The North Atlantic Treaty Organisation (NATO) is made up of 29 member countries and sets a guideline for its members to spend at least 2% of national GDP on defence annually.

Learn more about NATO spend below.

United States

Given that the US accounted for some 69% of the total NATO in 2018, its spending levels have a significant impact on the overall spending data for NATO as a whole.

However, it is worth noting that under the Trump Presidency, the US defence budget in 2018 returned to a level last seen in 2010. SIPRI’s figures show an increase of 4.6 % to reach $649 billion and reveal that spending by NATO members made up 53% of all global military expenditure in 2018.

President Trump has been keen to apply pressure on the rest of NATO members not only to hit the 2% spend guideline but to actually aspire to spending up to 4% of their GDP on defence.

According to estimated data from IISS, the United States contributed direct funding for NATO, which includes common procurements and missile defence, totalling $6.74 billion in 2018.

 

Europe

For NATO Europe, there has been a steady rise in defence spending since 2015, with the biggest year on year increase of $13.1 billion coming between 2017 and 2018.

Turkey’s expenditure was the largest driver for this as it focused on internal security and cross-border operations, spending an additional $2.8 billion in 2018.

 

 

The UK is hitting NATO’s targets

Looking at NATO’s guideline of a minimum of 2% of national GDP on defence spending, the UK was one of only six NATO members to meet this target spend alongside the USA, Greece, Poland, Latvia and Estonia in 2018.

For the last seven years, the UK has been the second highest spender in NATO, spending $60.4 billion on defence in 2018.
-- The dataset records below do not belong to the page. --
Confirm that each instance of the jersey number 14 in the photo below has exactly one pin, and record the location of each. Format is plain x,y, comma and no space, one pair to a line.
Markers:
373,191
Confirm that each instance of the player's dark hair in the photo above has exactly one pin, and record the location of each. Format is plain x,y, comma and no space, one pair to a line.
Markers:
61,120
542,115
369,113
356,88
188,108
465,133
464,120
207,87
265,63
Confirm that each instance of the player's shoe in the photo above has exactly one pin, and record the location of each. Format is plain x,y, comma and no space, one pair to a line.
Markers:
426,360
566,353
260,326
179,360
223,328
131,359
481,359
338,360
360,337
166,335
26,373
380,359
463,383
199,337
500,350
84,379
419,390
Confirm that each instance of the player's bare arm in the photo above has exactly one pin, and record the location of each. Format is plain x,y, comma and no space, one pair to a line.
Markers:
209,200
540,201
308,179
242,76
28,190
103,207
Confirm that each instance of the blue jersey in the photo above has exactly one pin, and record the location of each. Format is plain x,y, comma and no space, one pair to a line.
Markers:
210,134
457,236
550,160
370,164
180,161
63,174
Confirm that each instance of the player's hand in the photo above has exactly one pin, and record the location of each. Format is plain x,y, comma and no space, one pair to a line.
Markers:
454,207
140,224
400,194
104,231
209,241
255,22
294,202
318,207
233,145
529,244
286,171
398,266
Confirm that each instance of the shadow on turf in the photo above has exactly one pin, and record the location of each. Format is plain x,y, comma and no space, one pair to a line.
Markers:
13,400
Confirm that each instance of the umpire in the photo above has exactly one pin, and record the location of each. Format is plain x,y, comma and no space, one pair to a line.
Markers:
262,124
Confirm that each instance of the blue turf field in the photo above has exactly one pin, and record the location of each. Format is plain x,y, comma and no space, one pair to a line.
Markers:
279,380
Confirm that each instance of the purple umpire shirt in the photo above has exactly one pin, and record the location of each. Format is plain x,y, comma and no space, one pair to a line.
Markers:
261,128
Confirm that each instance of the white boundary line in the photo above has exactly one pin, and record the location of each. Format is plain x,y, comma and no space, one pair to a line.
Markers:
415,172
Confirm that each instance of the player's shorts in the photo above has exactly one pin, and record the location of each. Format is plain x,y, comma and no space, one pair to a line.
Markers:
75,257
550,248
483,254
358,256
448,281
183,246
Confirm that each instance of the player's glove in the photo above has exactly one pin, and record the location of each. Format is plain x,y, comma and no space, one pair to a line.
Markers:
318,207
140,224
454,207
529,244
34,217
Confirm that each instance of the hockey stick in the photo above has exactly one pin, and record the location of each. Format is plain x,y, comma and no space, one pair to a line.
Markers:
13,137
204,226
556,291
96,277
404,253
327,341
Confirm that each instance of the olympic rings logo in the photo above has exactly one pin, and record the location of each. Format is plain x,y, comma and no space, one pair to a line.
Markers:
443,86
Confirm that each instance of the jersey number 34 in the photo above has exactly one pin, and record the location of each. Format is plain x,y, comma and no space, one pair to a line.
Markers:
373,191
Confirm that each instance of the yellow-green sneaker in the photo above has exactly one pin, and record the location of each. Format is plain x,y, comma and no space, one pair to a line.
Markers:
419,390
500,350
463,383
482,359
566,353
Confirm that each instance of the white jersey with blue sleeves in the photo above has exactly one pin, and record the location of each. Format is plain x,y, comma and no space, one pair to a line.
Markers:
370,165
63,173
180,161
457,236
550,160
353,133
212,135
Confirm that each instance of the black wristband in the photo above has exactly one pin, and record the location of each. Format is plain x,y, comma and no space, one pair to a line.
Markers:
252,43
Another NATO guideline states that its members should spend at least 20% of their defence budget on equipment. In 2018, the UK was one of fourteen countries to meet this target, spending 24.2% of its defence expenditure on equipment.

Luxemburg came out top of this particular list, spending 41.8% of its defence budget on equipment. However, it also had the lowest spend on defence as a proportion of GDP, averaging just over 0.4% from 2012 through to 2018.

Since 2012, France, Turkey and the USA are the only countries to have consistently hit this target.